No matter how complicated the puzzles get, though, there are a finite number of rules you’ll have to deal with. This could have left the game grinding to a halt somewhere south of a hundred levels, but Popcannibal had a plan: variety. Each of the game’s three worlds has a different theme. And each segment within those worlds has its own challenges. The scenarios spread out like wildfire. Some give you a set number of moves to swap tiles. Some make your tiles disappear as soon as you make them happy. One unusual set has you bouncing bug tiles off their friends as they fly in from the sides. These barely scratch the surface.
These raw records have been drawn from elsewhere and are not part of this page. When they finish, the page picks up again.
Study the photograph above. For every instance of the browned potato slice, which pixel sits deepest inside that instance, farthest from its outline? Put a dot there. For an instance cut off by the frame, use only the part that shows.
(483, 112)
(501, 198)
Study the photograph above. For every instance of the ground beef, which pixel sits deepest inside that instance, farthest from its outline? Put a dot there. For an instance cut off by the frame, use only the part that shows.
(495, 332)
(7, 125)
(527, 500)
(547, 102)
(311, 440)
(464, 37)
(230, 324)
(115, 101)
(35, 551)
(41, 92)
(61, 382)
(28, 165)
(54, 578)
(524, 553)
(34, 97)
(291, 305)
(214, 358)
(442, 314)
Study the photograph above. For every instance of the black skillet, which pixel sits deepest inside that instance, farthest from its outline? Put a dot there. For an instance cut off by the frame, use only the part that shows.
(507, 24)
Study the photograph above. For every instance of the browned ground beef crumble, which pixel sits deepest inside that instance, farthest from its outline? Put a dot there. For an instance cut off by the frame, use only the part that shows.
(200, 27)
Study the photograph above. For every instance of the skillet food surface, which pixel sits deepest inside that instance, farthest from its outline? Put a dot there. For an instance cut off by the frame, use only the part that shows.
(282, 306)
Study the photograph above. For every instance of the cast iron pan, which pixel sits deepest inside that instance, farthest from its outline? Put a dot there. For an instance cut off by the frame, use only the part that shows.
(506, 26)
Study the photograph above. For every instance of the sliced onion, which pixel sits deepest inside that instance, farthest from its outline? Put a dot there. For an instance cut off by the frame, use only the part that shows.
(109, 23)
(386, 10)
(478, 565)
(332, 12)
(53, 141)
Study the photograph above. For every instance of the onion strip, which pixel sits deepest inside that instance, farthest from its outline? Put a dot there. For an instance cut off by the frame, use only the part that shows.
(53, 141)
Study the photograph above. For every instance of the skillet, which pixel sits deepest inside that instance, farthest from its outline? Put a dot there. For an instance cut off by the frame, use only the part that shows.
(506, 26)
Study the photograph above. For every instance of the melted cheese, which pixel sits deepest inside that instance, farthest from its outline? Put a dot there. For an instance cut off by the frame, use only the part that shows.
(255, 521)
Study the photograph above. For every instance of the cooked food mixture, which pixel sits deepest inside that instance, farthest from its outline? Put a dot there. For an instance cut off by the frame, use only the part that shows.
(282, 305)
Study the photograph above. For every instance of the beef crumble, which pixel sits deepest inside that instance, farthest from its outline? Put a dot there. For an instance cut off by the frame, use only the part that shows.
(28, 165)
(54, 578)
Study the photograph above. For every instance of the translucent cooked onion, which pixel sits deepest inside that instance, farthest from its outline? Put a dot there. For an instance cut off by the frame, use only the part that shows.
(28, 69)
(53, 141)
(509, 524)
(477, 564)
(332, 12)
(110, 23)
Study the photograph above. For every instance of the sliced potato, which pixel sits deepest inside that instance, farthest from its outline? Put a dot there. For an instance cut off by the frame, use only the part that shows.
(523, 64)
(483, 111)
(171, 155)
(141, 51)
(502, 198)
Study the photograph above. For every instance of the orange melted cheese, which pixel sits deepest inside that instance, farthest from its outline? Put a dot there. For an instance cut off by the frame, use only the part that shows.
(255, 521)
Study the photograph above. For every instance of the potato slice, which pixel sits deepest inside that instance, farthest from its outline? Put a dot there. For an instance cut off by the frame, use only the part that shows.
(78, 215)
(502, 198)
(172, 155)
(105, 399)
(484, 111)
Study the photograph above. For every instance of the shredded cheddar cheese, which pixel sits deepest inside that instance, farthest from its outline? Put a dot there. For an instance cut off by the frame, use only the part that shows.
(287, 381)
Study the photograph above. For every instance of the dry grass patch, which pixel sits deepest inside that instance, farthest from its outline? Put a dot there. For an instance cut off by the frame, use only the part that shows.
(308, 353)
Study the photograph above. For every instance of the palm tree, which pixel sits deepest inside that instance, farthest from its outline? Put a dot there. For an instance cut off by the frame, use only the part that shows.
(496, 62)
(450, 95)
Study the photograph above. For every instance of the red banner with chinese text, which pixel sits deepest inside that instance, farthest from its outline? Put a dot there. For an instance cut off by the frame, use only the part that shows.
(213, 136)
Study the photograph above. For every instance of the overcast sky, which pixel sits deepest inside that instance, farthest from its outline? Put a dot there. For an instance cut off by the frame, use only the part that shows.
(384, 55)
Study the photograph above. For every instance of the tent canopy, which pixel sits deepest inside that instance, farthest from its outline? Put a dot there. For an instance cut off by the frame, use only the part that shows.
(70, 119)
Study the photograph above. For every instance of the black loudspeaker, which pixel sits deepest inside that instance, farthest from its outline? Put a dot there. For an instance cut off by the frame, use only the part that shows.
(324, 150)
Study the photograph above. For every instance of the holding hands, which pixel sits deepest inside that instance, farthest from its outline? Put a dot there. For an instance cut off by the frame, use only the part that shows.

Nearly all of these scenarios are great fun, and they’re tied together with charming, funny little scenes that build into quite the bizarre tale. As one might expect from a game published by Adult Swim, Girls Like Robots is full of humor, generally of the dry variety, and it rarely does what’s expected of it. A cute story of young love takes a diversion into a train fleeing a volcano, onto a farm of overly-friendly cows, and up into the sky—and those are just a few of the stops.
It’s all tied together with gorgeous, painterly art. The backdrops to each level, the character tiles, the map, the cinematics — every piece is beautifully rendered. There’s a homespun feel to the game, brought out by the banjo and bluegrass soundtrack. The humor slips into the visuals, too, in the facial expressions, environments and even the markers that track your success.
Let me be blunt: this game is a joy to play. Making these adorable little fellows happy is a delightful experience. If you like happiness (and puzzles, I suppose), you’ll enjoy Girls Like Robots. The single thing that bothered me during my time playing it was that you can’t undo your final move in a given puzzle, a limitation that doesn’t quite fit in. Otherwise, I never stopped enjoying myself. Making seating arrangements this fun is an impressive feat, and I’m left feeling that Popcannibal knew just want to place in front of me to make me as happy as can be.